Recent legislation allows convicted people to request the California Department of Corrections and Rehabilitation (CDCR) and the District Attorney to review their cases. The review may result in courts reducing or modifying sentences and may result in reduced jail or prison time, release from custody, as well as lessen conditions of probation.
Eligible people have a 30% chance of having their sentences reduced or modified. The CDCR reported that in the past couple of years it has identified 1,105 eligible cases and referred them to courts. Courts responded in 670 cases and reduced sentences in 336 cases.
Individuals with death sentences are not eligible for consideration under penal code 1170(d)(1). Also, the CDCR generally does not recommend people with Life Without Parole sentences, 290 sex offense registration requirements, Parole Eligibility Dates or Earliest Parole Release Dates within 18 months, or a SHU (solitary) term within the last five years.
This is the criteria that the CDCR and courts use to determine whether to grant resentencing:
Has the law changed in a way that would have resulted in you receiving a lower punishment if your case was still open at this time?
Examples include Proposition 47, which reduced the punishment for certain theft and drug crimes from felonies to misdemeanors; Proposition 36, which reduced the punishment for non-violent and non-serious third strike offenders; and Proposition 64, which legalized the use of small amounts of marijuana and the sale of the drug by licensed businesses.

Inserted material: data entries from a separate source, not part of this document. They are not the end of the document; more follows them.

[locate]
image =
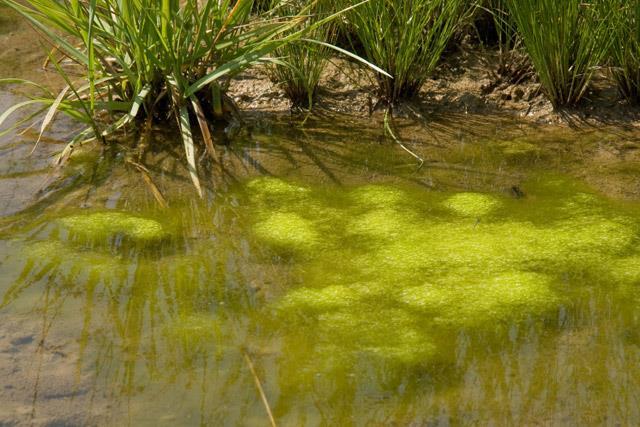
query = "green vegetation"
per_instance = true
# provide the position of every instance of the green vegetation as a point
(406, 39)
(623, 18)
(305, 62)
(152, 61)
(387, 271)
(566, 41)
(105, 226)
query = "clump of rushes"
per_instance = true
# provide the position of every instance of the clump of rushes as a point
(151, 60)
(304, 62)
(624, 21)
(513, 64)
(406, 38)
(566, 40)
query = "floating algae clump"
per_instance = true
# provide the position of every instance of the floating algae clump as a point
(58, 258)
(288, 232)
(472, 301)
(518, 149)
(193, 328)
(390, 334)
(275, 192)
(471, 204)
(406, 274)
(103, 226)
(319, 300)
(378, 196)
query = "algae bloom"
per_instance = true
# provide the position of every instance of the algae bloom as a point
(105, 226)
(472, 204)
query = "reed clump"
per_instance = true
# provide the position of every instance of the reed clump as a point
(406, 39)
(566, 42)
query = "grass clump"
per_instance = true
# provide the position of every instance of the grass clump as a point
(406, 39)
(107, 226)
(304, 63)
(472, 204)
(565, 40)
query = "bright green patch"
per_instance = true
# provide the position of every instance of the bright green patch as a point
(472, 204)
(460, 300)
(389, 274)
(288, 231)
(519, 150)
(108, 225)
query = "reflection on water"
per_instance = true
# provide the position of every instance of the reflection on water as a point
(363, 290)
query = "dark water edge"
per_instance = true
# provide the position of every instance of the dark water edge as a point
(363, 289)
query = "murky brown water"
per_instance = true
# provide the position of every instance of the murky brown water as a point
(496, 285)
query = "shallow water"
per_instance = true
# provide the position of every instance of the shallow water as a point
(362, 290)
(496, 285)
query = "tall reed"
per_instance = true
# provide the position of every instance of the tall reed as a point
(565, 40)
(623, 18)
(152, 60)
(305, 62)
(406, 38)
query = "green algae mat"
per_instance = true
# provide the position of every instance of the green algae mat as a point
(357, 304)
(498, 285)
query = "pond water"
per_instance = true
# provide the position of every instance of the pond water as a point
(498, 284)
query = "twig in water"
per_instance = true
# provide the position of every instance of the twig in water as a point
(387, 128)
(263, 396)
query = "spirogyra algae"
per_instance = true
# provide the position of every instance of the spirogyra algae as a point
(288, 232)
(424, 267)
(105, 226)
(472, 204)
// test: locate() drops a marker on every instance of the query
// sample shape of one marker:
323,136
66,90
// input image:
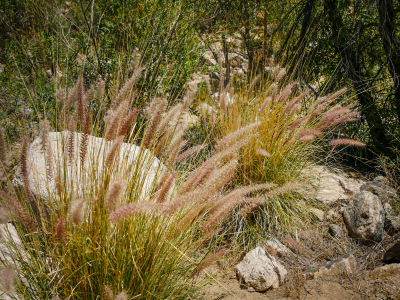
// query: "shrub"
290,128
94,226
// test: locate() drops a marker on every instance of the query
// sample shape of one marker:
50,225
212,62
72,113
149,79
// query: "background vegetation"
325,45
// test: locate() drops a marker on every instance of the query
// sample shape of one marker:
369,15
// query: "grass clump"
101,216
286,129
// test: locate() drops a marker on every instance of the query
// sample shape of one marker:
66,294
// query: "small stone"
335,230
332,215
260,270
344,264
392,255
364,217
380,187
318,213
277,246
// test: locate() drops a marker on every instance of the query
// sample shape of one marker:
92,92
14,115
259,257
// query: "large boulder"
129,160
260,270
344,264
384,282
364,217
380,187
392,255
332,186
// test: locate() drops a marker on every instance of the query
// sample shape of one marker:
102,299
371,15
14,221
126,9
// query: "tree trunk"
387,31
347,53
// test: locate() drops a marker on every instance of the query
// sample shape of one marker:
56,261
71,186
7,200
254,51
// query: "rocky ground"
352,252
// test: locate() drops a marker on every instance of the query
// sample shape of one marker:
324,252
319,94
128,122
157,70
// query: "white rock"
260,270
277,246
130,161
331,187
365,217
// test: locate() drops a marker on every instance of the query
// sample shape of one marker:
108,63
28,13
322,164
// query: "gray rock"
392,222
277,246
392,255
344,264
384,282
364,217
318,213
380,187
331,186
260,270
335,230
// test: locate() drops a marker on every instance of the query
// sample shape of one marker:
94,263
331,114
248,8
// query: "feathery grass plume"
18,212
77,211
190,94
289,107
228,139
175,145
3,149
272,251
228,202
4,216
100,89
44,134
314,132
263,152
221,87
127,122
25,169
159,106
189,152
59,182
349,142
126,89
221,176
71,142
336,111
114,193
253,83
59,230
350,117
7,279
213,117
80,100
296,123
208,261
285,93
265,104
85,136
281,73
114,149
89,94
274,88
208,84
122,296
307,138
60,95
45,147
166,187
124,212
108,293
72,97
199,174
328,100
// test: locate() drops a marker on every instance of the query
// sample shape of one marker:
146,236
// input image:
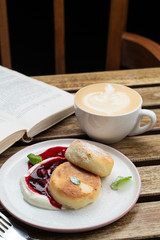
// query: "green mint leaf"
75,180
34,159
119,180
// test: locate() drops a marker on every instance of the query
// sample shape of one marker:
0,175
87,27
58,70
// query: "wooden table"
143,221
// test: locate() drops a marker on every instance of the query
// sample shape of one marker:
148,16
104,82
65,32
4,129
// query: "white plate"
109,207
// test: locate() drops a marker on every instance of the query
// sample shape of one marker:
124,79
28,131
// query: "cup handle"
138,129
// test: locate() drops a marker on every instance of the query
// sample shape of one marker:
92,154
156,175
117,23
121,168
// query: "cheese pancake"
90,158
74,187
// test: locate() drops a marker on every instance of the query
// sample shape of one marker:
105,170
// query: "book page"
28,100
10,132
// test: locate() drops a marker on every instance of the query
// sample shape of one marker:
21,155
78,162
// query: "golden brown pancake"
90,158
69,194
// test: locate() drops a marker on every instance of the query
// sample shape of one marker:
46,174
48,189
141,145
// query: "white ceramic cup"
112,128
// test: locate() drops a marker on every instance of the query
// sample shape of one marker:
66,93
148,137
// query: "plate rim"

Was a sentencing enhancement applied to your sentence that is no longer regularly applied?
Examples include one-year prior prison term enhancements, five-year prior serious felony enhancements, use enhancements, and repeat drug trafficking enhancements.
Has new information come to light since your conviction that may have caused a sentencing error?
Examples include new case facts, evidence of a clerical error or judicial error during your trial.
If your answer to any of the questions is “yes,” you may be eligible. Consider the following three questions. If any apply to you, the chances of your case being resentenced increase.
Have you exhibited exceptional conduct while at San Quentin?
Favorable behavioral records include multiple of the following: positive programming, enrolling in Alcoholics Anonymous, Narcotics Anonymous, and/or Criminals & Gang Members Anonymous, facilitation or leadership roles in classes or groups, educational, vocational, or work review training, employment preparation, positive comments from program staff and correctional staff, and if at least 10 years served and at least 50% of sentence served.
Is there evidence that you exhibit a reduced risk for future violence?
Common evidence includes age, length of time served and decreases in physical health.
Have you given assistance to law enforcement in other criminal cases?
To request CDCR review, file a CDCR Form 602 administrative appeal to your counselor, writing about your situation and asking to be evaluated for a resentencing recommendation.
The District Attorney also has the authority to recommend resentencing, but District Attorney’s offices have not formalized the criteria they plan to use for resentencing referrals. To request District Attorney review, get in contact with the Public Defender’s Office in the county where you were sentenced, so they can contact the District Attorney’s Office for you. You can also try to contact the Sentencing Review Project at 1904 Franklin St., Suite 205, Oakland, CA 94612 or online at www.sentencereview.org.